Stop Privatization

Privatization continues to decimate public employment. Estimates show there are up to three times as many contract workers as there are federal public employees, with potentially millions more at the state and local levels. Privatization erodes and destroys existing public sector unions, driving down wages, benefits and working conditions. 

Although private contractors sometimes claim to be more cost efficient, contracting out services actually costs the federal government more money in 33 out of 35 occupations surveyed. Neither federal nor state governments have any reliable estimates of how much money is saved or, more likely, wasted through the use of profit-driven contractors, and this potentially corrupt process produces both increased costs to taxpayers and diminished levels of service. 

Corporations benefiting from privatization range from some of the largest global conglomerates to front-group businesses created to take advantage of tax credits and bidding requirements.

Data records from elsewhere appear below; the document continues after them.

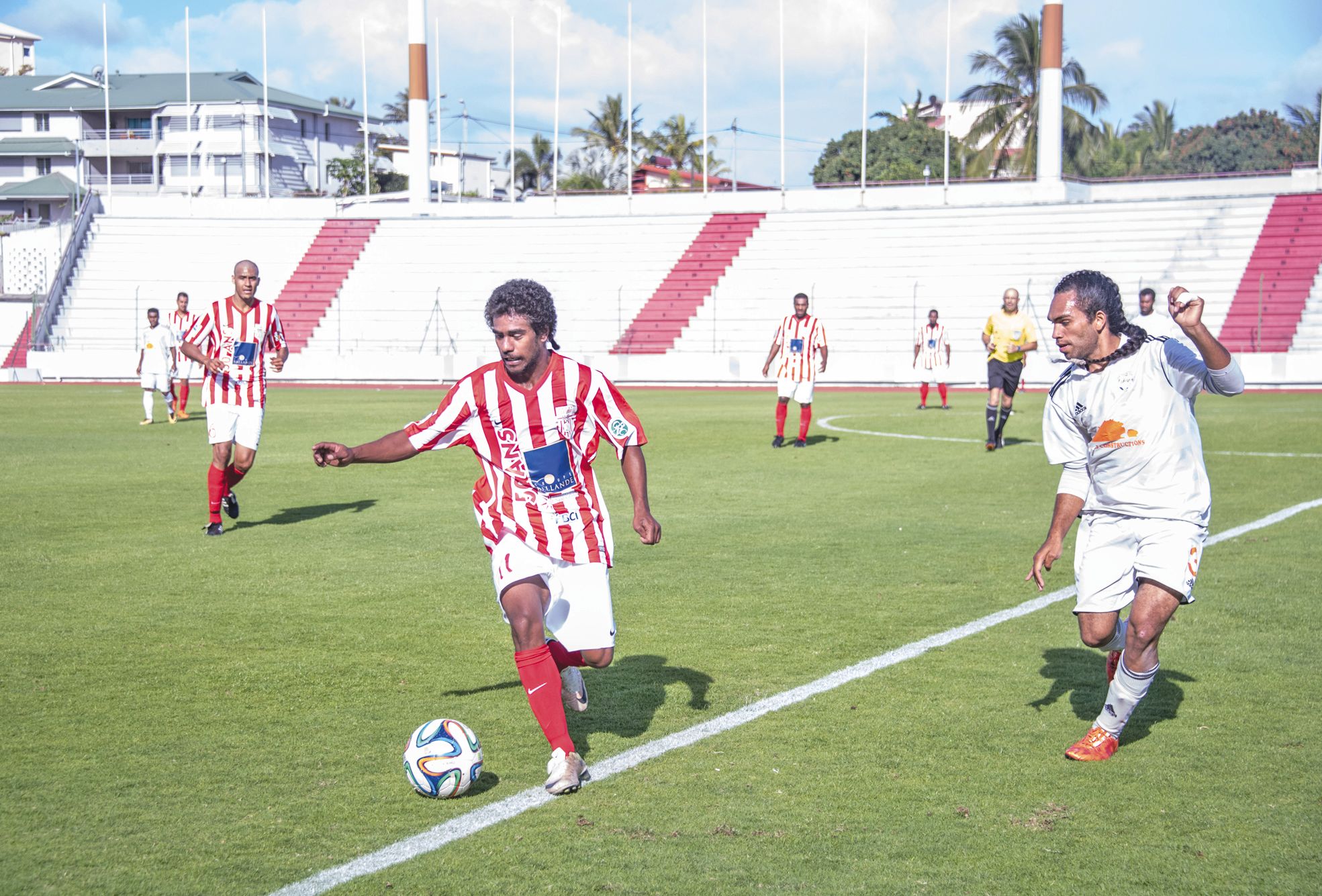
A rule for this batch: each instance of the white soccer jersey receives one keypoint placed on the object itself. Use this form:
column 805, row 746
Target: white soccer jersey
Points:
column 800, row 339
column 933, row 345
column 158, row 342
column 1133, row 426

For example, West Virginia Paving Company turned out to be an out-of-state corporation using out-of-state employees to do jobs formerly done by local state employees. Repairs on West Virginia’s bridges, previously done by local workers in the state’s highway division were awarded to a Florida company banned in New Jersey because of safety violations. The Professional Services Council (PSC) acts as the national lobby group for the industry, bolstered by the ideologically reactionary American Legislative Exchange Council (ALEC), and national, state and local Chambers of Commerce. The privatization agenda has been taken up by both Republicans and Democrats as a way to increase political campaign contributions.

Public sector unions — including UE — have fought for higher wages and better working conditions for their members. These hard-fought gains can be erased overnight through privatization. Contract workers often face poverty wages and harsh working conditions and depend on government benefits such as food stamps to survive. Standards of living for such employees are generally precarious.

The fight against privatization is also a fight for racial justice. African Americans are 30 percent more likely to work in the public sector, and if they do they on average earn 25 percent more than if they worked in the private sector. The corporate attack on public workers has a thinly-disguised racial component in the depiction of public employees as lazy and overpaid. 

UE Local 893 in Iowa has fought off several privatization schemes beginning in the early 1980s, and UE Local 170 in West Virginia has relentlessly, and often successfully, opposed executive and legislative branch privatization initiatives by state government since its founding in 2006.

The contagion of privatization extends to every part of our society: public water systems and assets are being sold, public roads, bridges and other infrastructure are being parceled out to politically connected private interests, and public education is being dismantled as corporations seek to profit by leveraging our nation’s future. The very concepts of the public sector and the public good are under attack in order to increase the already historic level of wealth inequality. A determined and unified response is imperative.


  1. Opposes privatization and contracting out of public services and facilities;
  2. Demands Congress: 
    1. Declare a moratorium on all new federal privatization; 
    2. Investigate all current contracts to determine if they result in accountability, quality of services, and savings;
    3. Restore adequate federal support for state and local governments to meet public needs without cutting the wages, benefits and working conditions of workers;
    4. Cut off all funding that promotes privatization globally, namely schemes contained in the work of the World Bank and the International Monetary Fund.
  3. Demands state attorneys general investigate all current and proposed state and municipal privatization for conflicts of interest and other forms of corruption and self-dealing;
  4. Supports state legislative moratoriums on contracting out public sector work;
  5. Supports passage of legislation at all governmental levels which requires work done with public funds provides for a living wage and comprehensive benefits; 
  6. Opposes the use of inmate labor, as well as forcing workers on unemployment compensation or welfare to work, in order to replace public service workers;
  7. Supports the union’s work to organize private-sector service companies and agencies to improve the lives of these workers by bringing them up to public sector counterparts.